Looks like a great ensemble, and you've got some room treatment going on, eh?


----------



## mdrake (Jan 31, 2008)

Nice setup! I really like the way you concealed the Danley horn. :T 

Matt


----------



## fusionrx (Aug 19, 2010)

Well hidden! interesting mix of equipment you have.


----------



## tcarcio (Jun 27, 2007)

ironglen said:


> Looks like a great ensemble, and you've got some room treatment going on, eh?


Thanks. It helps with all that paneling.



mdrake said:


> Nice setup! I really like the way you concealed the Danley horn. :T
> 
> It really was the only option seeing how it is so large. Does move some air though.:clap:
> 
> ...


----------



## engtaz (Jul 9, 2010)

Nice setup. What would you say is the differences between your first set and now?


----------



## tcarcio (Jun 27, 2007)

I would say it is higher end which is obvious but the sound is much more smooth and involving. Plus I think it looks alott better.


----------



## celica_pete21 (Aug 27, 2009)

Great setup. :T I'm a fan for sure


----------



## gorb (Sep 5, 2010)

It certainly does look a lot better. I love seeing pictures of those danleys though. So big! What'd you end up doing with your old subs and speakers?


----------



## ojojunkie (Jun 23, 2010)

with those changes you made, i'm pretty sure it's a big improvement in audio quality..


----------



## Crossblade (Jul 21, 2010)

Love these B&W! Good job with the acoustic panels as well. Pretty system for sure


----------



## tcarcio (Jun 27, 2007)

gorb said:


> It certainly does look a lot better. I love seeing pictures of those danleys though. So big! What'd you end up doing with your old subs and speakers?


Sorry for the late response. :bigsmile:I Sold them and put the money back into the system.


----------



## tcarcio (Jun 27, 2007)

ojojunkie said:


> with those changes you made, i'm pretty sure it's a big improvement in audio quality..


It is. I really like the B+W's even though they are 30 years old.:clap:


----------



## tcarcio (Jun 27, 2007)

Crossblade said:


> Love these B&W! Good job with the acoustic panels as well. Pretty system for sure


Thanks......:wave:


----------



## jimmerz (Feb 1, 2011)

Looks good! What exactly are you room dimensions?


----------



## tcarcio (Jun 27, 2007)

jimmerz said:


> Looks good! What exactly are you room dimensions?

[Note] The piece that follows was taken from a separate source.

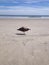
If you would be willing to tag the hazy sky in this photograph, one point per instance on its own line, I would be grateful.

Thanks, The room is 13 wide by 15 long but it has a half wall open to another room. I want to close it in but I just haven't had the extra time or money to do it.


----------



## jimmerz (Feb 1, 2011)

Thanks. Mine will be very close to those dimensions...i think 14x17 or 14x18?

Just trying to get ideas.


----------



## speaker-seeker (Jan 30, 2011)

i like your setup but is there enough breathing room between some of the components? like the blue ray on top of the amp?


----------



## tcarcio (Jun 27, 2007)

I have changed the setup so that is no longer the case. I now have it all seperate from the amp.


----------